Singapour a confirmé la mise en place d’un prélèvement fixe sur les billets d’avion pour financer l’achat centralisé de carburant aviation durable, ou Sustainable Aviation Fuel (SAF), pour la période allant de 2026 à 2028. Cette annonce intervient alors que l’instabilité des prix du SAF représente un enjeu croissant pour les compagnies aériennes, confrontées à des variations importantes des coûts liés à ce carburant alternatif. Le prélèvement, qui sera intégré directement au prix des billets, ne fluctuera pas, même si les prix mondiaux du SAF connaissent de fortes hausses ou baisses. Les recettes issues de ce prélèvement seront entièrement consacrées à l’acquisition de SAF, centralisée par l’Autorité de l’aviation civile de Singapour (Civil Aviation Authority of Singapore – CAAS).

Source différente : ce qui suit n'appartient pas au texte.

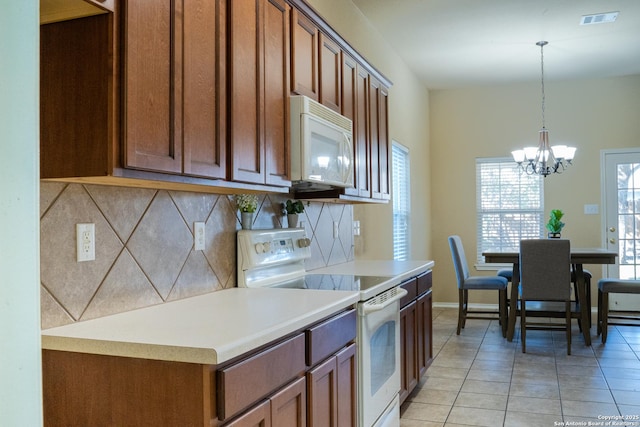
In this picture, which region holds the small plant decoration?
[547,209,564,237]
[284,200,304,215]
[235,194,258,212]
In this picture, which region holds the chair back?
[449,236,469,289]
[520,239,571,301]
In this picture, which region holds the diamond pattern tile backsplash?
[40,181,354,328]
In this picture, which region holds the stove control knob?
[298,237,311,248]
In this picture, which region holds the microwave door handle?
[342,132,355,182]
[362,288,409,315]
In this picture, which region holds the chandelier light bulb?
[511,41,576,177]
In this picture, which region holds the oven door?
[358,287,407,427]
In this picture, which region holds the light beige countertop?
[42,288,358,364]
[309,260,434,282]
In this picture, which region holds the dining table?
[482,247,618,345]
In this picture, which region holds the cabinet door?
[369,77,390,199]
[291,9,319,101]
[122,0,182,173]
[340,52,358,196]
[227,0,290,186]
[227,0,265,183]
[270,377,307,427]
[400,302,418,403]
[336,344,358,427]
[416,290,433,378]
[374,85,391,200]
[354,65,371,198]
[307,356,338,427]
[318,33,342,113]
[182,0,226,178]
[226,400,278,427]
[263,0,291,187]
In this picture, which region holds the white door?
[601,149,640,310]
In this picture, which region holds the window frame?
[391,140,411,261]
[475,157,546,270]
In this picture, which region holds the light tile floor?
[400,308,640,427]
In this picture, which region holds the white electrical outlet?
[76,224,96,262]
[193,222,204,251]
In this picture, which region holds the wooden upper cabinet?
[354,65,377,198]
[318,33,342,113]
[263,0,291,187]
[340,52,358,196]
[122,0,182,173]
[369,76,390,200]
[374,85,391,200]
[291,9,320,101]
[228,0,291,186]
[122,0,225,178]
[40,14,118,178]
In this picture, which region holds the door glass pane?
[371,320,396,396]
[617,163,640,279]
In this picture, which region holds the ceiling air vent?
[580,12,619,25]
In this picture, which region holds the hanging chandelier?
[511,41,576,177]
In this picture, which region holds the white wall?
[0,0,42,427]
[430,75,640,303]
[308,0,432,260]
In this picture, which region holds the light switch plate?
[584,205,599,215]
[193,222,204,251]
[76,224,96,262]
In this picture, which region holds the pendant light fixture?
[511,41,576,178]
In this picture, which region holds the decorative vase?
[240,212,253,230]
[287,214,298,228]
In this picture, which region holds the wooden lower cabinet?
[307,344,357,427]
[400,301,419,401]
[400,271,433,403]
[42,309,357,427]
[225,377,307,427]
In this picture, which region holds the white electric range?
[237,228,407,427]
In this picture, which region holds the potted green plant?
[284,200,304,228]
[235,194,258,230]
[547,209,564,239]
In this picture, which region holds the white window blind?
[476,158,544,264]
[391,141,411,261]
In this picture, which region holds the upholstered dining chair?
[449,236,507,337]
[518,239,580,354]
[496,268,593,331]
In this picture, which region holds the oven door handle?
[362,287,409,315]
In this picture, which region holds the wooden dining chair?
[597,277,640,344]
[518,239,580,354]
[449,236,508,337]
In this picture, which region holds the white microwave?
[289,95,354,191]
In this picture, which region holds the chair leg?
[565,301,571,356]
[456,289,466,335]
[596,289,602,335]
[498,289,509,338]
[520,299,527,353]
[602,292,609,344]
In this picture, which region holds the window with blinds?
[391,141,411,261]
[476,158,545,264]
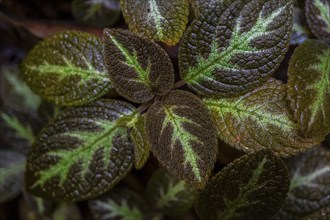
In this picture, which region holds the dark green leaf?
[196,150,290,220]
[288,40,330,141]
[305,0,330,44]
[120,0,189,46]
[146,169,197,216]
[276,147,330,220]
[88,188,146,220]
[104,28,174,103]
[179,0,292,97]
[204,79,317,156]
[72,0,120,27]
[21,31,111,106]
[146,90,218,188]
[0,149,25,203]
[25,100,134,201]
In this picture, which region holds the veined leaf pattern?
[104,29,174,103]
[179,0,293,97]
[146,90,217,188]
[195,150,290,220]
[21,31,112,106]
[120,0,189,46]
[288,40,330,142]
[204,79,318,156]
[26,100,134,201]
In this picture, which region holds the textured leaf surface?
[72,0,120,27]
[288,40,330,141]
[204,79,317,156]
[276,147,330,220]
[120,0,189,46]
[88,188,146,220]
[25,100,134,201]
[146,90,217,188]
[104,28,174,103]
[21,31,111,106]
[0,149,25,203]
[305,0,330,44]
[179,0,292,97]
[146,169,197,216]
[196,150,289,220]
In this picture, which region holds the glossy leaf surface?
[305,0,330,44]
[146,90,217,188]
[25,100,134,201]
[288,40,330,141]
[0,149,25,203]
[21,31,111,106]
[104,28,174,103]
[276,147,330,220]
[196,150,290,220]
[88,188,146,220]
[204,79,317,156]
[120,0,189,46]
[179,0,292,97]
[146,169,197,216]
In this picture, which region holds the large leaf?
[21,31,111,106]
[276,147,330,220]
[0,149,25,203]
[120,0,189,46]
[305,0,330,43]
[288,40,330,141]
[104,28,174,103]
[88,188,146,220]
[196,150,290,220]
[72,0,120,27]
[146,169,197,216]
[179,0,292,97]
[25,100,134,201]
[204,79,317,156]
[146,90,217,188]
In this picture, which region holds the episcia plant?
[0,0,330,220]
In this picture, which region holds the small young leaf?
[275,147,330,220]
[179,0,292,97]
[88,188,146,220]
[196,150,290,220]
[146,90,218,188]
[305,0,330,44]
[25,100,134,201]
[120,0,189,46]
[104,28,174,103]
[288,40,330,141]
[0,149,25,203]
[204,79,317,156]
[72,0,120,27]
[21,31,111,106]
[146,169,197,216]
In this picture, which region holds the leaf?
[71,0,120,27]
[146,169,197,216]
[196,150,290,220]
[21,31,111,106]
[305,0,330,44]
[179,0,292,97]
[104,28,174,103]
[88,188,146,220]
[288,40,330,142]
[25,100,134,201]
[275,147,330,220]
[0,149,25,203]
[203,79,317,156]
[146,90,218,188]
[120,0,189,46]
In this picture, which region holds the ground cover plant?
[0,0,330,220]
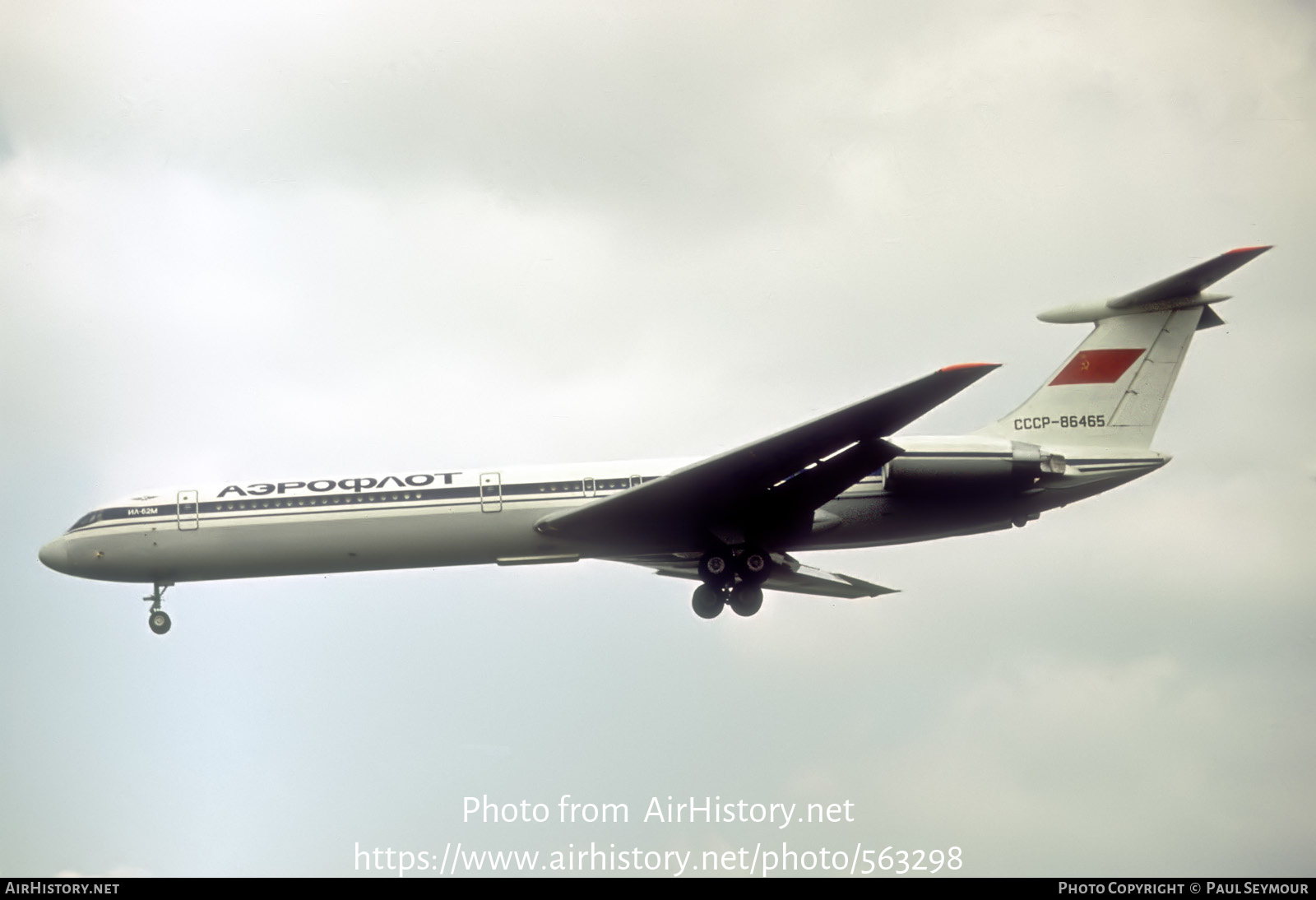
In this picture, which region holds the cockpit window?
[68,509,105,531]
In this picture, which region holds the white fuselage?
[41,437,1166,584]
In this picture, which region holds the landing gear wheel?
[146,610,173,634]
[726,584,763,616]
[699,550,735,587]
[689,584,726,619]
[735,547,772,584]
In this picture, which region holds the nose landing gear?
[142,582,174,634]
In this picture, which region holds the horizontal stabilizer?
[1037,246,1270,327]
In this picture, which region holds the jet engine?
[886,441,1064,498]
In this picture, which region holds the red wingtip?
[937,363,1000,373]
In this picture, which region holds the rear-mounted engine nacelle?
[886,441,1064,496]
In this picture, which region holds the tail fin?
[980,248,1270,448]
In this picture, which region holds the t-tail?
[980,246,1270,450]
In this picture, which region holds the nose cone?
[37,538,68,575]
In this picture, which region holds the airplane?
[38,246,1270,634]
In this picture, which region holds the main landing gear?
[142,582,174,634]
[691,547,772,619]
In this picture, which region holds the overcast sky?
[0,0,1316,875]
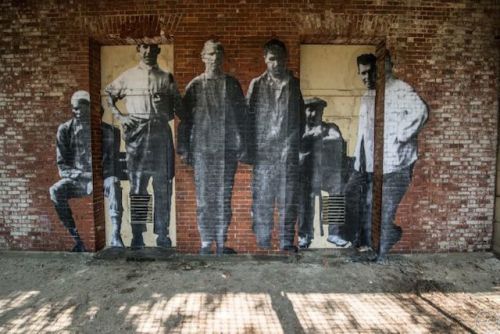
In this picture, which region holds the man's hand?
[69,169,83,180]
[104,176,119,197]
[118,115,136,128]
[151,92,173,120]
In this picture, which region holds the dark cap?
[304,97,327,109]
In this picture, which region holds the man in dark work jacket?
[177,40,246,255]
[247,39,305,251]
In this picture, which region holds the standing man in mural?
[105,44,182,249]
[344,53,377,251]
[299,97,347,248]
[101,106,125,248]
[49,90,92,252]
[377,54,428,263]
[247,39,305,251]
[179,40,246,255]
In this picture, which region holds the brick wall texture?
[0,0,500,252]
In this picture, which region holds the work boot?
[326,235,352,248]
[156,234,172,248]
[200,246,213,255]
[71,240,87,253]
[111,217,125,248]
[130,224,145,250]
[281,245,299,253]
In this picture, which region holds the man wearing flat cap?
[105,44,182,249]
[299,97,345,248]
[49,90,92,252]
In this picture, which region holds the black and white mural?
[50,39,428,262]
[49,90,92,252]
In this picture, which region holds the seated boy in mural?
[298,97,345,248]
[49,90,92,252]
[247,39,305,251]
[178,40,246,255]
[105,44,182,249]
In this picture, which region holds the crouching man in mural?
[105,44,182,249]
[178,40,246,255]
[50,90,92,252]
[377,55,428,263]
[247,39,305,251]
[344,53,377,251]
[299,97,347,248]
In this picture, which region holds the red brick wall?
[0,0,500,252]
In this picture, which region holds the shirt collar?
[137,60,158,71]
[266,71,292,87]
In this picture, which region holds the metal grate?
[129,194,153,224]
[321,195,345,225]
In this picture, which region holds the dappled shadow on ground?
[0,255,500,333]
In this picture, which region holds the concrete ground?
[0,249,500,333]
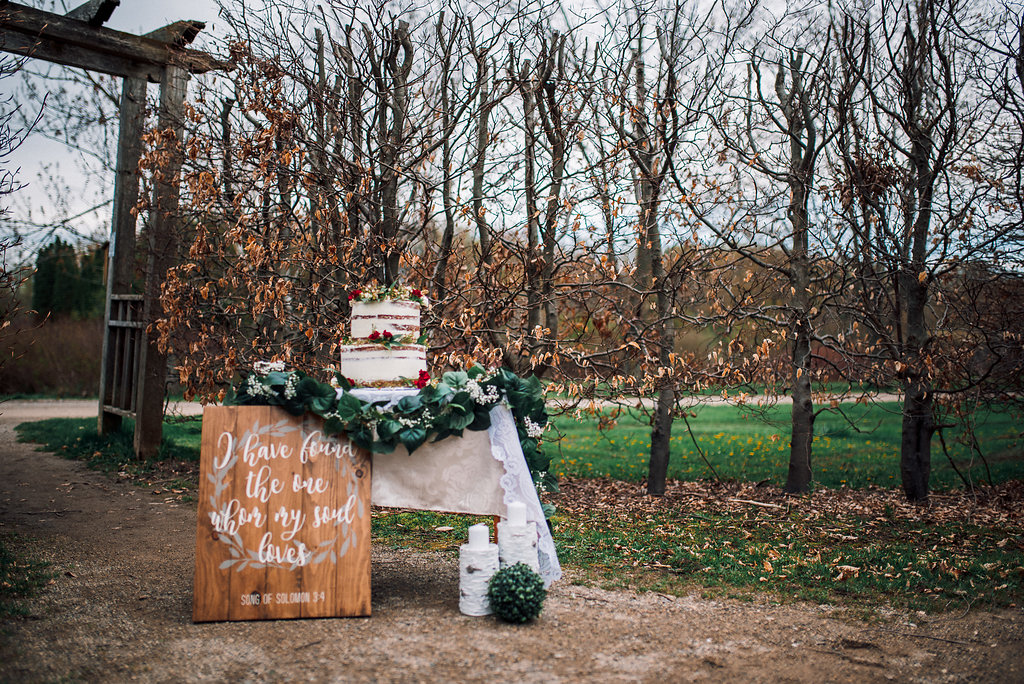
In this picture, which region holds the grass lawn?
[17,404,1024,611]
[549,403,1024,491]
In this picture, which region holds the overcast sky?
[0,0,217,262]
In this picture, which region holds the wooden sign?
[193,407,371,623]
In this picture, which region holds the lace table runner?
[351,387,562,587]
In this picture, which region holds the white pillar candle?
[459,523,498,615]
[498,518,541,573]
[509,501,526,527]
[468,522,490,551]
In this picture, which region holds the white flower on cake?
[466,379,501,404]
[253,361,285,375]
[522,416,544,439]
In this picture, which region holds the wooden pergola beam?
[65,0,121,28]
[0,0,228,83]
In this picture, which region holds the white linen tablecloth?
[350,388,562,587]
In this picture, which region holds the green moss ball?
[487,563,548,623]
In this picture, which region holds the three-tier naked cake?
[341,291,427,387]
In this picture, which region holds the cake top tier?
[351,299,420,342]
[348,285,430,307]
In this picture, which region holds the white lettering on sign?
[273,592,327,603]
[313,494,356,527]
[246,466,285,504]
[242,434,292,468]
[273,506,306,542]
[292,473,331,495]
[299,430,355,463]
[210,499,266,535]
[257,532,313,565]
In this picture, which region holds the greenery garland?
[224,366,557,499]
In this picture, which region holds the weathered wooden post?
[99,77,146,434]
[135,65,188,458]
[0,0,228,458]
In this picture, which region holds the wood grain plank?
[193,407,371,622]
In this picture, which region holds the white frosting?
[341,342,427,385]
[351,299,420,340]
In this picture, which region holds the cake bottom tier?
[341,343,427,387]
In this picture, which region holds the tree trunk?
[647,384,676,497]
[899,381,935,502]
[900,268,935,502]
[784,316,814,494]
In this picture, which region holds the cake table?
[350,387,562,587]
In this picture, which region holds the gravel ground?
[0,401,1024,682]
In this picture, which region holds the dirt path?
[0,402,1024,682]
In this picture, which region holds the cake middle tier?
[341,342,427,385]
[351,300,420,340]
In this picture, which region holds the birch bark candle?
[498,501,541,572]
[459,523,498,615]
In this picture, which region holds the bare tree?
[836,0,1019,501]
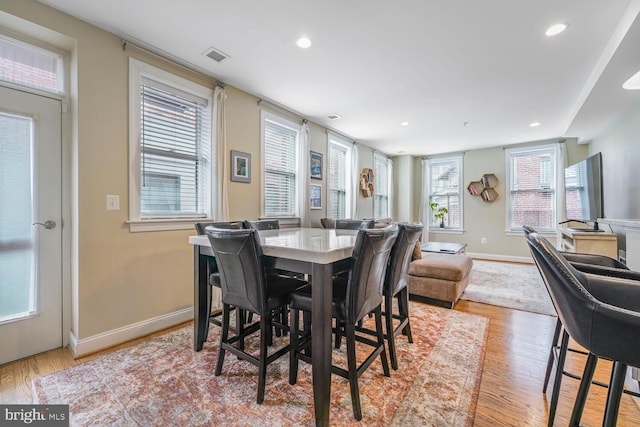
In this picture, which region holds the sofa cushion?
[411,239,422,261]
[409,252,473,282]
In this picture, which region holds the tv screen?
[564,153,604,229]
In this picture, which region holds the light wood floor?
[0,300,640,427]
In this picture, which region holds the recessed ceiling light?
[622,71,640,90]
[296,37,311,49]
[545,22,569,37]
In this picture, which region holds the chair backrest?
[320,218,336,228]
[244,219,280,230]
[384,223,424,296]
[195,221,243,236]
[206,227,268,316]
[527,233,598,348]
[335,219,374,230]
[346,225,398,323]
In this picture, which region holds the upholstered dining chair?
[527,233,640,426]
[195,221,243,339]
[206,227,307,403]
[522,225,640,410]
[289,225,398,420]
[382,223,424,369]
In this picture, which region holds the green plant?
[429,202,449,227]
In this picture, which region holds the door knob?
[31,220,56,230]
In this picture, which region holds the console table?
[560,228,618,259]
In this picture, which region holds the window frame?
[425,154,464,232]
[326,132,355,219]
[373,152,393,219]
[504,143,564,234]
[127,58,217,232]
[260,110,306,218]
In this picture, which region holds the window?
[327,133,353,219]
[505,145,559,231]
[262,111,300,218]
[0,35,64,94]
[129,59,215,231]
[373,153,391,219]
[426,155,463,230]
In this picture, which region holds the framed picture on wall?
[231,150,251,182]
[309,151,322,179]
[309,184,322,209]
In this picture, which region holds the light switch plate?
[107,194,120,211]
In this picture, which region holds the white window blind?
[426,155,463,230]
[263,113,299,217]
[327,135,353,219]
[129,59,214,231]
[506,146,557,231]
[0,35,64,94]
[373,154,391,219]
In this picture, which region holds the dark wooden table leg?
[193,245,208,351]
[311,264,333,426]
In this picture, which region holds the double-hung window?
[425,155,463,230]
[327,133,354,219]
[505,144,559,232]
[373,153,392,219]
[262,111,302,218]
[129,59,215,231]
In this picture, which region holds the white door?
[0,87,62,364]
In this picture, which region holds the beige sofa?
[409,252,473,308]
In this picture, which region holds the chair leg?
[569,353,598,427]
[542,319,562,393]
[384,295,398,370]
[289,310,300,385]
[602,361,627,427]
[214,304,231,377]
[344,323,362,421]
[373,306,393,377]
[548,331,569,427]
[256,315,271,404]
[398,288,413,344]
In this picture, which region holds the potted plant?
[429,202,449,228]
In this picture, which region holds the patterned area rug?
[460,259,556,316]
[33,302,489,426]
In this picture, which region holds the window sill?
[127,218,207,233]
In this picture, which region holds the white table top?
[189,228,358,264]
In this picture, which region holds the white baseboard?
[465,252,534,264]
[69,307,193,358]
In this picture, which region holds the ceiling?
[40,0,640,155]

Une tarification différenciée selon les vols et classes de voyage
La CAAS a précisé que le montant du prélèvement dépendra directement de la distance parcourue et de la classe de réservation choisie par les passagers. Ainsi, les premières estimations indiquent qu’un passager en classe économique paiera un supplément d’environ 3 dollars singapouriens (2,36 USD) pour un vol vers Bangkok, 6 dollars singapouriens vers Tokyo et jusqu’à 16 dollars singapouriens vers Londres. Les passagers des classes supérieures devront quant à eux payer un montant supérieur, reflétant la différence habituelle de tarifs pratiquée par les compagnies aériennes pour les services premium. Ce modèle fixe permet ainsi d’offrir une visibilité tarifaire précise aux voyageurs comme aux compagnies aériennes.
Un objectif flexible face aux variations du marché
Le modèle choisi par Singapour se distingue nettement des obligations strictes de mélange (hard blending mandates) observées en Europe ou aux États-Unis. Il repose sur un principe d’objectif mouvant, ou « moving target », où le pourcentage effectif de SAF acheté peut varier selon les prix réels du marché. En pratique, si les prix du SAF sont inférieurs aux projections initiales, la quantité acquise sera plus élevée, et inversement. Le prélèvement payé par les passagers reste cependant inchangé, quelle que soit l’évolution des prix, ce qui assure une certaine stabilité financière aux compagnies aériennes et aux voyageurs.
Développement régional et collaborations internationales
Au-delà de la mise en place de ce prélèvement, Singapour souhaite développer sa capacité d’approvisionnement régional en SAF. Le pays participe actuellement à des études sur les matières premières nécessaires à la production de SAF, en collaboration notamment avec Boeing et la Roundtable on Sustainable Biomaterials (RSB). Ces initiatives visent à identifier des sources viables de production dans la région, tout en respectant les critères de durabilité du Carbon Offsetting and Reduction Scheme for International Aviation (CORSIA). Des discussions sont également en cours avec des producteurs de matières premières issues notamment des secteurs de l’huile de palme et des déchets industriels.
Le gouvernement singapourien a également établi plusieurs partenariats internationaux en matière d’aviation durable avec les États-Unis, l’Australie, le Japon et le Royaume-Uni. Au niveau régional, Singapour a initié le plan d’action ASEAN Sustainable Aviation Action Plan (ASAAP), destiné à guider les efforts de l’Asie du Sud-Est en matière de modernisation du trafic aérien et de décarbonation. Un budget de 50 millions de dollars singapouriens a également été alloué par l’État pour financer des projets d’innovation technologique dans l’aviation, coordonnés par le Aviation Sustainability Programme (ASP). Par ailleurs, la création du Centre international pour l’innovation aéronautique (International Centre for Aviation Innovation – ICAI) doit renforcer la recherche et les politiques publiques autour des carburants alternatifs et des pratiques durables au sein de la région.
Singapour a par ailleurs renforcé ses capacités locales de production de SAF. La société Neste a récemment porté sa capacité annuelle à Singapour à 1,25 milliard de litres, faisant de l’État l’un des principaux centres mondiaux de production de SAF. Néanmoins, ce volume reste largement insuffisant face à la demande mondiale estimée, selon les prévisions de l’Association du transport aérien international (International Air Transport Association – IATA), à 450 milliards de litres par an à horizon 2050.